One of the various reasons for having package reviews is having a human verify that the packager's choice of License: tag is valid. The Packaging Committee is was faced with a request (https://pagure.io/packaging-committee/issue/1007) that has us questioning just how much license review is required.
Are any of the following acceptable?
1) Trust the packager to do a license review, with no reviewer verification.
2) Trust the output of an automated tool which attempts to detect project licenses (such as askalono).
3) Trust the license tag from a project hosting service such as github? (I understand that the answer may depend on the hosting service.)
Depending on what is acceptable, we may be able to reduce bureaucracy a bit. I know that back when I did package reviews, the license review was often the most difficult part.
- J<
On Fri, 24 Jul 2020, Jason Tibbitts wrote:
Are any of the following acceptable?
- Trust the packager to do a license review, with no reviewer
verification.
Definitely need a second opinion IMHO (IANAL).
- Trust the output of an automated tool which attempts to detect
project licenses (such as askalono).
My understanding is that such tools are pretty accurate when a license is positively identified, and this can be a reasonable 2nd opinion. When the tool fails to find or confirm a license, then manual search may be required.
- Trust the license tag from a project hosting service such as github?
(I understand that the answer may depend on the hosting service.)
Ask a real lawyer. I would be inclined to not trust the service, but it might count as "due diligence".
On Friday, 24 July 2020 14:40:15 CEST Stuart D Gathman wrote:
On Fri, 24 Jul 2020, Jason Tibbitts wrote:
Are any of the following acceptable?
- Trust the packager to do a license review, with no reviewer
verification.
Definitely need a second opinion IMHO (IANAL).
- Trust the output of an automated tool which attempts to detect
project licenses (such as askalono).
My understanding is that such tools are pretty accurate when a license is positively identified, and this can be a reasonable 2nd opinion. When the tool fails to find or confirm a license, then manual search may be required.
- Trust the license tag from a project hosting service such as github?
(I understand that the answer may depend on the hosting service.)
Ask a real lawyer. I would be inclined to not trust the service, but it might count as "due diligence".
I want to precise that the tool used (askalono) does not work with Github "license field" but works by analysing all the files and look for licence texts and SPDX tag.

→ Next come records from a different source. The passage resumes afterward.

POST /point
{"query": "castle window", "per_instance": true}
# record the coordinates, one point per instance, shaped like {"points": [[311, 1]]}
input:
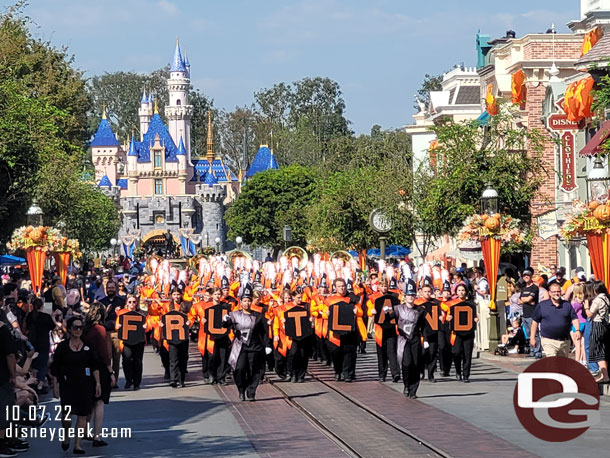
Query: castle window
{"points": [[158, 186]]}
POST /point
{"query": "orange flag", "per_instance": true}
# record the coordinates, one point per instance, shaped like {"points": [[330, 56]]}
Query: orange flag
{"points": [[491, 104]]}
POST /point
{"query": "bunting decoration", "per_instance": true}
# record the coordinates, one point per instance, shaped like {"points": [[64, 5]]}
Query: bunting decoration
{"points": [[491, 104], [578, 99], [519, 91], [590, 39], [491, 231]]}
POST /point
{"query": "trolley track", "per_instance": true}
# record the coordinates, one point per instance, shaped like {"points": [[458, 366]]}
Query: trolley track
{"points": [[416, 446]]}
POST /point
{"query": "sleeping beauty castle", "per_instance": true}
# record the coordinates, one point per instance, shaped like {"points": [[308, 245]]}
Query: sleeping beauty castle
{"points": [[159, 187]]}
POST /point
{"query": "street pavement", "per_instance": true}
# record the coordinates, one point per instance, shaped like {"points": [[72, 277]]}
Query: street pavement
{"points": [[203, 420]]}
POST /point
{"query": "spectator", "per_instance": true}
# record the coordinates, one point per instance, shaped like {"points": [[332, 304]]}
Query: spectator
{"points": [[95, 337], [529, 300], [578, 302], [598, 345], [38, 326], [76, 381], [553, 317]]}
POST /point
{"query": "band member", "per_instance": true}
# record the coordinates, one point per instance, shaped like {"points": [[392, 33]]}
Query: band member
{"points": [[343, 348], [297, 358], [463, 321], [411, 323], [222, 345], [319, 311], [430, 352], [444, 333], [280, 343], [205, 343], [133, 354], [178, 352], [248, 353], [226, 294], [381, 307]]}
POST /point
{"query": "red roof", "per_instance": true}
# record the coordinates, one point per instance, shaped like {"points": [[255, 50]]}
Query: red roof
{"points": [[594, 146]]}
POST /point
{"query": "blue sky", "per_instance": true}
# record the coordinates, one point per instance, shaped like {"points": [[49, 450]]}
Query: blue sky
{"points": [[378, 51]]}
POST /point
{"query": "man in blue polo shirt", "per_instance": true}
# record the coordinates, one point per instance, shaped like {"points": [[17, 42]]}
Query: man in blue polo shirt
{"points": [[555, 318]]}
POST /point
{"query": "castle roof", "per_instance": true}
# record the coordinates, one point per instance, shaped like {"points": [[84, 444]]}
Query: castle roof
{"points": [[104, 135], [104, 182], [177, 64], [210, 179], [264, 160], [181, 148], [132, 147], [202, 168], [156, 127]]}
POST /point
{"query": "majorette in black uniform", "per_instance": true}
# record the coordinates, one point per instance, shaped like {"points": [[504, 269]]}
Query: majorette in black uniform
{"points": [[430, 351], [381, 308], [463, 320], [248, 352], [411, 323]]}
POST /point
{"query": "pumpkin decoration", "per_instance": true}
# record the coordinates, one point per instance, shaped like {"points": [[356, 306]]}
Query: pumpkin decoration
{"points": [[602, 213], [492, 223], [36, 235]]}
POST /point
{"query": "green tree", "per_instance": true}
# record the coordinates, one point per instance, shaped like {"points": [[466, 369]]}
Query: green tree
{"points": [[470, 157], [267, 202], [338, 219], [430, 83]]}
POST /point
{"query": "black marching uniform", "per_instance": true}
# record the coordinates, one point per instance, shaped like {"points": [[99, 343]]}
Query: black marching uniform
{"points": [[464, 339], [248, 352]]}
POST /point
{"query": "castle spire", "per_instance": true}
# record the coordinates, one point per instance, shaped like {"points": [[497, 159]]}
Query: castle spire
{"points": [[210, 141]]}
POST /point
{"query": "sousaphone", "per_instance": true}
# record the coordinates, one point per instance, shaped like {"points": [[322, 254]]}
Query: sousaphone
{"points": [[343, 255], [298, 252], [235, 254]]}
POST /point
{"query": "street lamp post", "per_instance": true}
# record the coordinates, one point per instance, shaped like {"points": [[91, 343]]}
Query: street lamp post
{"points": [[489, 206], [34, 215], [598, 180]]}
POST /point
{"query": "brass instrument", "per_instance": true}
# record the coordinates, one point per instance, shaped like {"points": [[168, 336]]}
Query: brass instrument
{"points": [[343, 255], [300, 253], [234, 254]]}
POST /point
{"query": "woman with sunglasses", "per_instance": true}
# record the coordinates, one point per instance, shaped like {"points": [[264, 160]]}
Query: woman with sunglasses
{"points": [[76, 381]]}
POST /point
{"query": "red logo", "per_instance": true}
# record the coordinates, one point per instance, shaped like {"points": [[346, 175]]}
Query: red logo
{"points": [[556, 399]]}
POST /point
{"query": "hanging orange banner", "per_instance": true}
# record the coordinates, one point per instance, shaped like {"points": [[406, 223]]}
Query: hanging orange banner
{"points": [[490, 246], [36, 258], [62, 260]]}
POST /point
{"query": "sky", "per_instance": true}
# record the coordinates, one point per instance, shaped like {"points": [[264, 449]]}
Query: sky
{"points": [[377, 50]]}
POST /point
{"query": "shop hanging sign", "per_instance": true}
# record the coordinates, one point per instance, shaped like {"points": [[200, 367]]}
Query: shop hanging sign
{"points": [[568, 169]]}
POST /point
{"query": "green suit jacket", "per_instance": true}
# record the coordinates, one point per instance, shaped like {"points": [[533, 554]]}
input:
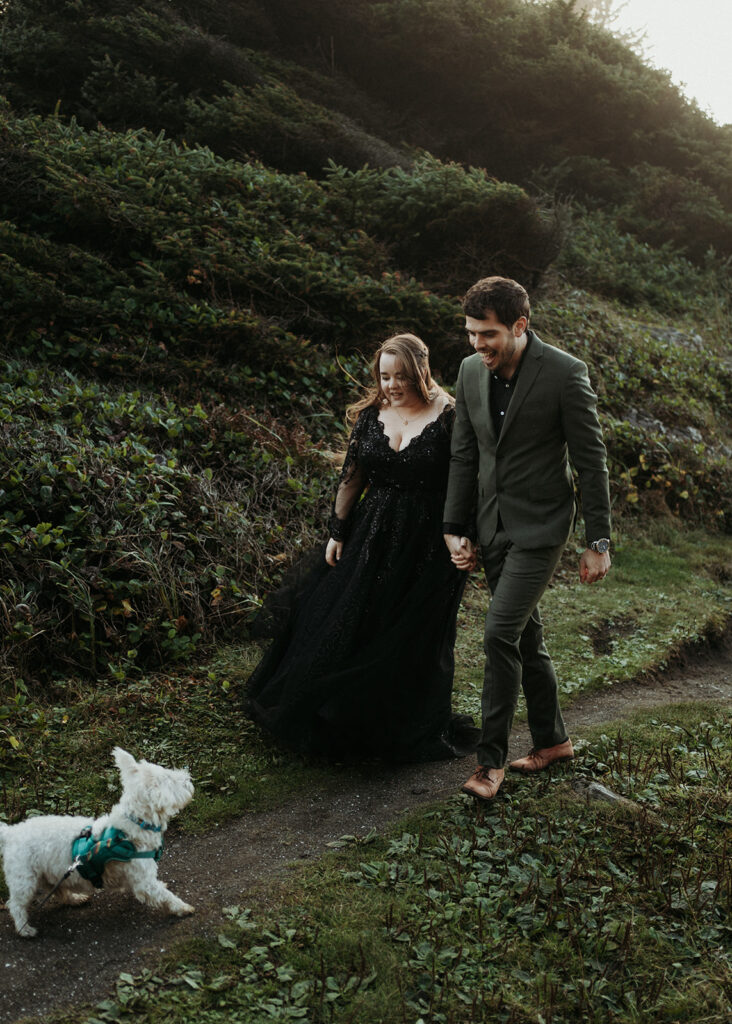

"SDG" == Stuart D Gathman stuart@gathman.org writes:
SDG> Ask a real lawyer.
For those in the Fedora community, the legal mailing list is as close as we can get, since at one real lawyer (whose opinions count for Fedora) occasionally responds to this list and the Fedora community liaison with the legal team can be assumed to read it. Though at the moment I do not know who that person is.
So basically this list is, as far as we know, the only way for the packaging committee to obtain a legal opinion.
- J<
On Fri, Jul 24, 2020 at 08:40:15AM -0400, Stuart D Gathman wrote:
On Fri, 24 Jul 2020, Jason Tibbitts wrote:
Are any of the following acceptable?
- Trust the packager to do a license review, with no reviewer
verification.
Definitely need a second opinion IMHO (IANAL).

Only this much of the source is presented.